I have even seen Pa's asking out fresher AO's and even ending up dating and marrying them.

Generally women prefer older men or of same age and never younger guys as they expect more maturity, income in men.
WTF are you talking about? Nick Jonas is 9 years younger than PC. No one cares in this day and age.
1. Malaika - Arjun = 12 years

2. Elsa Pataky - Chris Hemsworth = 7 years3. Katrina - Vicky = 5 years

No gives a shit and on the contrary everyone stans couple nos 2 and 3. Only jobless housing society aunties and uncles have a problem with such relationships (and they're younger equivalents in law firms: aunties-in-waiting/uncles-in-waiting). Do you really want to give up the person you like because of these toxic aunties and junior aunties/uncles-in waiting? What if this girl is the love of your life?

So just go for it... but do so politely, nicely, slowly and subtly. Invite her to a movie first. Many of the Oscar movies are showing in town, so that's a good excuse.
No I know several female partners in law firms marrying male juniors
Take some time to gauge whether she feels the same or not. Only once you're sure, confess it or let her do it first. The stakes are very high, remember that. Can cost you your job.
What are the potential complications within the team? Do multiple people like her?
Look most women are also struggling to find a good match

Question is are you a desirable partner

Anyway, if you are asking this question here I bet you are an introvert and can’t ask out a girl because you are mortified of rejection

In this game the more people you ask out and more you are unafraid of rejection higher is your chance for success

Ask out a 100 girls, get rejected a hundred times, get over your fear of rejection

That will do you a world of good I say
Go for it, dude. I'm rooting for you guys. 😊 I hope you date, get married and have lots of babies. πŸ«ΆπŸ’•
None of you here have ever fallen in love devastatingly with one person and it shows.
Well, be 100% sure that she feels the same before confessing. Take small steps. I am sure that you guys must be chatting and sharing personal stuff by now and are comfortable with each other. Start flirting with her, go slow and see how she reacts, whether she flirts back or feels uncomfortable. Then, talk about your favourite places in the city, ask hers as well and see if you guys can visit those places together, observe her behaviour.

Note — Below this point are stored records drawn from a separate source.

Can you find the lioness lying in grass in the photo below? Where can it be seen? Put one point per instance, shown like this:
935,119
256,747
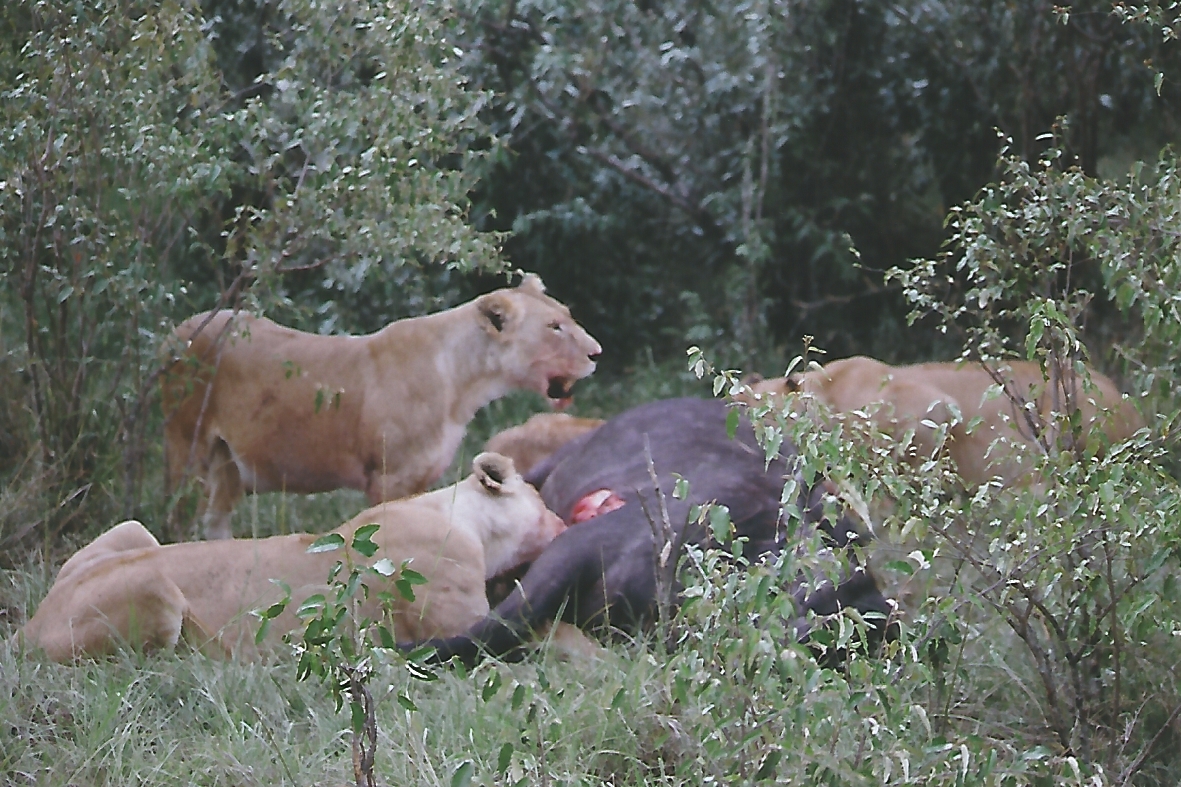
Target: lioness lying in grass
125,589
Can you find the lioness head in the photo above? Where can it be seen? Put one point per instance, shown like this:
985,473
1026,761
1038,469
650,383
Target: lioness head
517,525
542,349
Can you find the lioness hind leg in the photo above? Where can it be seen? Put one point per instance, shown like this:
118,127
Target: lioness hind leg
123,537
97,616
224,489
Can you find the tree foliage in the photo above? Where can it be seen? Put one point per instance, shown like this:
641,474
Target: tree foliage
708,170
142,184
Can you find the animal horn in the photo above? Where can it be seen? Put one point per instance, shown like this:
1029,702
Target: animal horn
493,470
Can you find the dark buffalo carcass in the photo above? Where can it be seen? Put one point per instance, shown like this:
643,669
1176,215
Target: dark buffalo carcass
602,571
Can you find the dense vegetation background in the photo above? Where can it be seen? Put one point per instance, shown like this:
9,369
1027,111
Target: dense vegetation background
730,175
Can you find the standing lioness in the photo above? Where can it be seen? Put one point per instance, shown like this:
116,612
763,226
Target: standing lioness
255,407
124,587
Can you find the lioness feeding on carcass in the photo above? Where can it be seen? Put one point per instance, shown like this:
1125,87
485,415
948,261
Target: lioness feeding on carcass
124,587
1013,399
254,407
601,573
534,441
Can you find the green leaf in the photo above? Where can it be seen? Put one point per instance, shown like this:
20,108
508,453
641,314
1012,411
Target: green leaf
491,687
274,610
311,606
719,522
357,710
330,542
412,577
404,587
732,417
363,540
767,771
504,758
385,567
462,776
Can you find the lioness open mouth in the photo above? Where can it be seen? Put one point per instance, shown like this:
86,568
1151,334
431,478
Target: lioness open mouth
560,392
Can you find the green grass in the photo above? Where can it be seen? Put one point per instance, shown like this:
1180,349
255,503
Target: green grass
718,709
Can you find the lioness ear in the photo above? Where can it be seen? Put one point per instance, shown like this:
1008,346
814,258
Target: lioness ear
493,470
495,309
532,284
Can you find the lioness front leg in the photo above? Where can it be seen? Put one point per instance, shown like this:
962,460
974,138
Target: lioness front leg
97,615
223,489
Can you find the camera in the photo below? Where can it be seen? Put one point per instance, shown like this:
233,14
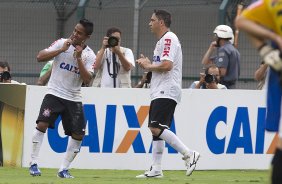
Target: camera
4,76
148,77
112,41
209,78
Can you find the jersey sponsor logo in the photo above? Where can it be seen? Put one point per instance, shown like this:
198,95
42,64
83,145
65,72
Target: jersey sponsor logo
240,137
221,54
46,112
69,67
131,138
220,59
53,43
156,59
167,45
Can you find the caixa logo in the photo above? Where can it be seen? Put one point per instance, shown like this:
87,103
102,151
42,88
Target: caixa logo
135,120
241,132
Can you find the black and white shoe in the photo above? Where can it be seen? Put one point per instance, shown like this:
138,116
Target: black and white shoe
191,162
151,173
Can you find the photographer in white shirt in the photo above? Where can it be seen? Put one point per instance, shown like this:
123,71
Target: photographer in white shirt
113,73
209,79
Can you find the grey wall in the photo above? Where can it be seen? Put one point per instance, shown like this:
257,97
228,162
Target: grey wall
29,26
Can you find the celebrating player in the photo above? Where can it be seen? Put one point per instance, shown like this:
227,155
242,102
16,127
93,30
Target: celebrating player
73,61
165,89
262,22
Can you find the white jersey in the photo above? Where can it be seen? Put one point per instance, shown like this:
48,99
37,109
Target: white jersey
65,81
167,84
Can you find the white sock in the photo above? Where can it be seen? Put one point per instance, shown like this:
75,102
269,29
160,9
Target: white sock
37,139
157,152
72,150
169,137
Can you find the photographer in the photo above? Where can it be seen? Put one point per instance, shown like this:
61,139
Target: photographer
145,80
113,62
209,79
5,76
224,55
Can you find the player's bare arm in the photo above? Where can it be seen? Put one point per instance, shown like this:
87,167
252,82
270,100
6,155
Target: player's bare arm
146,64
44,55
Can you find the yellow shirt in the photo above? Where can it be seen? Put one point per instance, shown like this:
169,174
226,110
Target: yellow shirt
267,13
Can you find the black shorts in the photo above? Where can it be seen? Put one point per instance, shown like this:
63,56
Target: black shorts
161,113
71,112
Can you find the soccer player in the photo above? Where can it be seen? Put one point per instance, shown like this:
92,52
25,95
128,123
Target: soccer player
73,61
165,90
262,22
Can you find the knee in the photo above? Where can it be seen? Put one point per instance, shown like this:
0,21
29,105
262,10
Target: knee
155,131
42,126
77,137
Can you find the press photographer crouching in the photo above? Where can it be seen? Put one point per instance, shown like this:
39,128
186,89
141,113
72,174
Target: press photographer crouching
209,79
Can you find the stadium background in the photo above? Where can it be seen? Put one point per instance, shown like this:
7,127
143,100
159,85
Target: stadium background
28,26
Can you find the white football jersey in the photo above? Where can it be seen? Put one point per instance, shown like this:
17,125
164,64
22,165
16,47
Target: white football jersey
167,84
65,81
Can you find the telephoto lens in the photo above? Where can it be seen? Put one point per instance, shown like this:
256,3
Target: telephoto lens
112,41
209,78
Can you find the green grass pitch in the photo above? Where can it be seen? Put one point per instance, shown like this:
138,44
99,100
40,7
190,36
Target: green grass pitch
83,176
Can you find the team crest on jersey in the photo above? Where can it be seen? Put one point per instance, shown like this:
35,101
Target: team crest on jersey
167,47
46,112
221,54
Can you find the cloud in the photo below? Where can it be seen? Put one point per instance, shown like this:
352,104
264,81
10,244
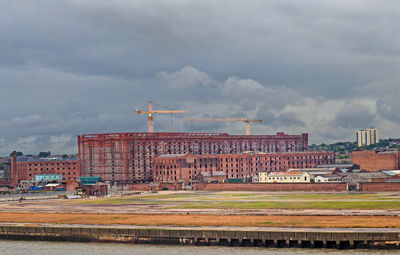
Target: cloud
72,67
186,78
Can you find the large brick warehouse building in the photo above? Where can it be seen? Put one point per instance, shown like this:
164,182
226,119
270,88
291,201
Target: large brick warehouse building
128,157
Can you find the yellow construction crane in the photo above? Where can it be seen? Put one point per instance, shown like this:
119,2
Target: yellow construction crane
151,111
245,120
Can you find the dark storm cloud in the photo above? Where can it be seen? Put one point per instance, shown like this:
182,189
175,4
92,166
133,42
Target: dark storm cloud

A rejection can be disastrous for both your mental and career health.
You are there to work. NOT engage in lafantargiri/ aashiqui. You need to draw a line between your personal and professional life.
They said integrate your personal and professional life . There is no work life balance. Lol UNO REVERSE
Don't shit where you eat - each woman is different and has different 'signs' to show interest. Do not take the risk; only if she changes the firm or you do, take the chance. You do not want to make stuff awkward at work
So long as both of you are in the same team, do not do this. Don't do it, irrespective of whether she is into you or not. Emotions change inter-personal dynamics massively, and this can drastically affect the working culture for both of you and other members in the team.

If you feel strongly about her, change teams / firm first. This is coming from a person who married another person from the same firm (very very different teams). I have also dated people in the same team many a moons ago, and it never ends well. Everything becomes too complicated.